それ以来、由羽は短期的な関係を持てるDomとplayをしていたが、愛情のないそれに無意味さを感じて、誘われても断るようになった。たまたま、じゃけくんにSweet playを紹介されるひと月前に彼女と別れたばかりだった。由羽は女性のDomとmateだった。半年間付き合っていたが、由羽の生活パターンが彼女と合わずに会う時間がなかなか取れずに、いつのまにか浮気されていた。「わたし、他にもいいSub 見つけたから。ごめんね、由羽」と、別れを告げられるのはいつも向こうからだった。それ以来、由羽は新しいmateとなるDomを探すことを諦めた。
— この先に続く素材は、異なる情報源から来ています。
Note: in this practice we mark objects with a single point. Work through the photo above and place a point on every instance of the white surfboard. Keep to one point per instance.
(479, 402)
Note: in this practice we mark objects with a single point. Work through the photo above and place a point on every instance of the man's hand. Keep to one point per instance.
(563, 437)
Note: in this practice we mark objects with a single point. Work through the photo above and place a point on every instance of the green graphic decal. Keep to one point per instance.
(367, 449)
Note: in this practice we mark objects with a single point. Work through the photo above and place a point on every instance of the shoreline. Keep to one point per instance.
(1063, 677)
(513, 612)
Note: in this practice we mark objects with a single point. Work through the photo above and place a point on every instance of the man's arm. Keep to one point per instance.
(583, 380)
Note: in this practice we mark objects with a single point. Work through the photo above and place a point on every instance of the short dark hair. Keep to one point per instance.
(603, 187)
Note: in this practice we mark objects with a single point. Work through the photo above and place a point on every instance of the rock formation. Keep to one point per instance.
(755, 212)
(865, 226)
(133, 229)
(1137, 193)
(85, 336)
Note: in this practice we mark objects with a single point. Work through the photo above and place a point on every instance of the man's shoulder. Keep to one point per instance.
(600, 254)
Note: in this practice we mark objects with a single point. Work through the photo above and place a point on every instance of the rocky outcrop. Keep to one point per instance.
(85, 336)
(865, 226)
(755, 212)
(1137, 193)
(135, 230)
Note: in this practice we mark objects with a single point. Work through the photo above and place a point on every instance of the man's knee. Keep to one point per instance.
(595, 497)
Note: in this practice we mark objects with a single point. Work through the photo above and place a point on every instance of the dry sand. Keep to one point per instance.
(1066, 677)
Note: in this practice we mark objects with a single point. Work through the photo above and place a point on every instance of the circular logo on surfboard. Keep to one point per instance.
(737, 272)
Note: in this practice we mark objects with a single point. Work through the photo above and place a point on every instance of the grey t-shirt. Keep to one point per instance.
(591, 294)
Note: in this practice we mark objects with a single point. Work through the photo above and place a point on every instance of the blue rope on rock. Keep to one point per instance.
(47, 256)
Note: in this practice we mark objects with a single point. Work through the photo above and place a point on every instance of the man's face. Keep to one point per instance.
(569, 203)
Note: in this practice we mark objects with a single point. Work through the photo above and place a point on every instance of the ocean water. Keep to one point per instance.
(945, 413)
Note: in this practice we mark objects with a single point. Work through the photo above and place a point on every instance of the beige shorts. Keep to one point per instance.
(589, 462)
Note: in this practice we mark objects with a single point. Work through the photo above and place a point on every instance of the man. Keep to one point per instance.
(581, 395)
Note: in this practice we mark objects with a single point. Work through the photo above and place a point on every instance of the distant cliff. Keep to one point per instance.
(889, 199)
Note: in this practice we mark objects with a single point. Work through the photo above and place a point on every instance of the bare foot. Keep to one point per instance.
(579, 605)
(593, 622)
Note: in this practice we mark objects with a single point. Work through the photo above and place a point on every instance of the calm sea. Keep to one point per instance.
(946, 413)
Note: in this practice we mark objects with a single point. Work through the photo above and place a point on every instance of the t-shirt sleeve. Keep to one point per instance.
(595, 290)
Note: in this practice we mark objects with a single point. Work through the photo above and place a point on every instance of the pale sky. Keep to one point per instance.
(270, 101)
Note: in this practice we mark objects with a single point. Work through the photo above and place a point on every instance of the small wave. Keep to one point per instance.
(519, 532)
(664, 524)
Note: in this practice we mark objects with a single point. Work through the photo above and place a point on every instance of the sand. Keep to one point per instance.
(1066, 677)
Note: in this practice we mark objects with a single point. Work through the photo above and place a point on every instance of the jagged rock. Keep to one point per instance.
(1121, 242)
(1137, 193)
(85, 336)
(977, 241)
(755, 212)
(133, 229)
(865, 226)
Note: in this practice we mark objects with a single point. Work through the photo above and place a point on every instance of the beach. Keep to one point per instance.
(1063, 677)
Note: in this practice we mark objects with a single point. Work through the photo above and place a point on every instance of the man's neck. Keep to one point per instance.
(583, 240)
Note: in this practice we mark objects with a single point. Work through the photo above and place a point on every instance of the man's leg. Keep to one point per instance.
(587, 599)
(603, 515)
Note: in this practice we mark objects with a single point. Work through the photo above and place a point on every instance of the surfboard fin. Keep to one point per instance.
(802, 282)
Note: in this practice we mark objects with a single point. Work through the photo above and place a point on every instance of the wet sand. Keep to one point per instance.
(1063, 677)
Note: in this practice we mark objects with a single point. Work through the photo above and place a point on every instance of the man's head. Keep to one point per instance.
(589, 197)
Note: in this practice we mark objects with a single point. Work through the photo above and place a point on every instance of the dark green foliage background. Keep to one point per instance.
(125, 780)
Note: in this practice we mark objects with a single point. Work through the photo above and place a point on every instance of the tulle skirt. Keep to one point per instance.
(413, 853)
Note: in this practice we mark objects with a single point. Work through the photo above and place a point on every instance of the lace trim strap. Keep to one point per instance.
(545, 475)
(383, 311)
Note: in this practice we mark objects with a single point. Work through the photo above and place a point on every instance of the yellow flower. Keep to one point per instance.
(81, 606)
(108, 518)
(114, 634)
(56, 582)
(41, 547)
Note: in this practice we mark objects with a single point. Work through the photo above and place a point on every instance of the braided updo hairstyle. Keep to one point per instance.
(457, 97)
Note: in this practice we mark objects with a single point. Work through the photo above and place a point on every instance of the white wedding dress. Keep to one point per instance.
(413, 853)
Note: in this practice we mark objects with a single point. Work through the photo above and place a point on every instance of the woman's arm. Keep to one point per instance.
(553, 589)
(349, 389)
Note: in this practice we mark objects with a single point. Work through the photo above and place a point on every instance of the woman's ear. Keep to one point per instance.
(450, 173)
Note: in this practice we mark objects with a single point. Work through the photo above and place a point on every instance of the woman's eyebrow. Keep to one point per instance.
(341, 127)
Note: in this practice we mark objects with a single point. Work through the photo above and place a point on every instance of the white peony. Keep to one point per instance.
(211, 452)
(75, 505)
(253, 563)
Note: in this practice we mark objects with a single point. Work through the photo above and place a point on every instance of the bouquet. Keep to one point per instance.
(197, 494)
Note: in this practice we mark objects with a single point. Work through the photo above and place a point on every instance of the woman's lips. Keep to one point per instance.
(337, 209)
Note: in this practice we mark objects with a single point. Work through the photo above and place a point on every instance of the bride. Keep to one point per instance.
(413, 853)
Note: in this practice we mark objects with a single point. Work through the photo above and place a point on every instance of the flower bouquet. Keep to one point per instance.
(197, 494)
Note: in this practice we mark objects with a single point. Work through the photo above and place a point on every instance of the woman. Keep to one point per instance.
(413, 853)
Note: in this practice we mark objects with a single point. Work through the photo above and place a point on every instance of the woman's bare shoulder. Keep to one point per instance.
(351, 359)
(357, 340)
どうせまた、同じように捨てられると弱気になり、自分から探すことをやめた。
そうして、由羽はエースくんに出逢ったのである。
Sweet playでは、主に女性のDomのplay動画やCommand動画を視聴していた。まあ、とどのつまりAVみたいな作品もあったので見たが、一瞬の快楽にしかならなかった。ある日、いつものようにランキングから動画を漁っていた由羽は運命的な出会いをする。それが、年間ランキング殿堂入りDomと称されたエースくんの動画だった。最初は男のDomのCommandやplayってどんなだろと軽い気持ちで視聴した。しかし、エースくんの声や、仕草や話し方、容姿にいつのまにか惹かれていた。
エースくんは鮮やかな黒髪をシースルーマッシュにした男の子だった。年齢は非公開だったが、喋りや仕草から20代前半くらいだろうと思った。